As far as hospitals in Spain are concerned, there are both state-owned social security hospitals and private clinics throughout the country. Someone who is not entitled to social health care has the option of getting private care, which requires paying a monthly fee for private coverage . It’s a good idea, if you opt for the private health insurance and if you know you want to have a baby, to secure the insurance and have it in place at least ten months before becoming pregnant, just to simplify things.
There are a few places to look for private health insurance. For example check out:
- La Caixa-One of Spain’s most popular banks and it has quite an extensive private health insurance plan (many other banks have great programs as well) (lacaixa.es)
- Bupa International-provides expats with private health care (http://www.bupa-intl.com)
- Sanitas-The Spanish Arm of Bupa (http://www.sanitas.es)
- Asisa-One of the largest private health insurance providers (http://www.asisa.es)
- more on SpainExpat’s health insurance page
When it comes to finding a doctor in Spain, there are plenty of great obstetricians in Spain and the best way to find a reliable and credible one, is by word of mouth. Speak to people you trust, other mothers who have had children and ask them to recommend a doctor. You can also ask your General Doctor for some names. When the time comes to have the baby, if your Spanish isn’t necessarily up to par, it’s a great idea to bring someone with you to the hospital who speaks the language fluently, just in case. Most regions in Spain however, do provide translation services in the hospitals and clinics.
What to do after the baby’s Born:
Registering a Birth
Births must be registered within eight days (but up to 30 days is accepted) at the local civil registry office (Registro Civil). It is the parents’ responsibility to ensure this is done and it must be carried out in person by a parent or direct family member. In some cases the hospital, clinic or midwife may register the birth.
The birth registration includes:
- Name of the newborn
- Date, time and location of the birth. In the case of multiple births, when the exact time is unknown for each newborn, indication shall be given of the order in which they were born, or that this could not be determined
- Gender of the newborn
- The parents, when the relationship is legally recognized
- The number assigned to the birth or verification file
- The time of registration
Birth certificates must state whether a child is legitimate or illegitimate.

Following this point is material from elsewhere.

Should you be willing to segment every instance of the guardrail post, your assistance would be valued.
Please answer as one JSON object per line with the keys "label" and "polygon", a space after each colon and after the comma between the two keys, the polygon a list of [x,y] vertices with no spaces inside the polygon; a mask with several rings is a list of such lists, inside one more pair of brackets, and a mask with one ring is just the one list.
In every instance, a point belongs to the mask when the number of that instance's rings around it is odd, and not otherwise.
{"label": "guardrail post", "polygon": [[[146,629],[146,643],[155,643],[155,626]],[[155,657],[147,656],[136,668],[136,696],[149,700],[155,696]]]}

Children born within 180 days of their parent’s marriage or within 300 days of a divorce, a marriage annulment or the death of the father are considered legitimate.
How to Register a child born within a marriage
A parent must take the following to the Civil Registry:
- Medical delivery report (this yellow form is provided by the hospital where the delivery took place)
- NIE (Foreigner’s Identification Number) of the parents
- Libro de Familia (Family Book, if available) or marriage certificate legalized and translated
How to Register a child born outside of marriage
In this case, a declaration is required by both parents, with the father and the mother both registering the birth in person, providing the following documentation:
- Medical delivery report (yellow form is provided by the hospital where the delivery took place)
- The parents’ NIEs
- Indication of the mother’s marital status
- If a prior marriage existed, the legal presumption of paternity must be removed by providing a marriage certificate and a separation certificate or divorce decree (witnessed) In the case of separation, two witnesses must accompany the parent to the Civil Registry.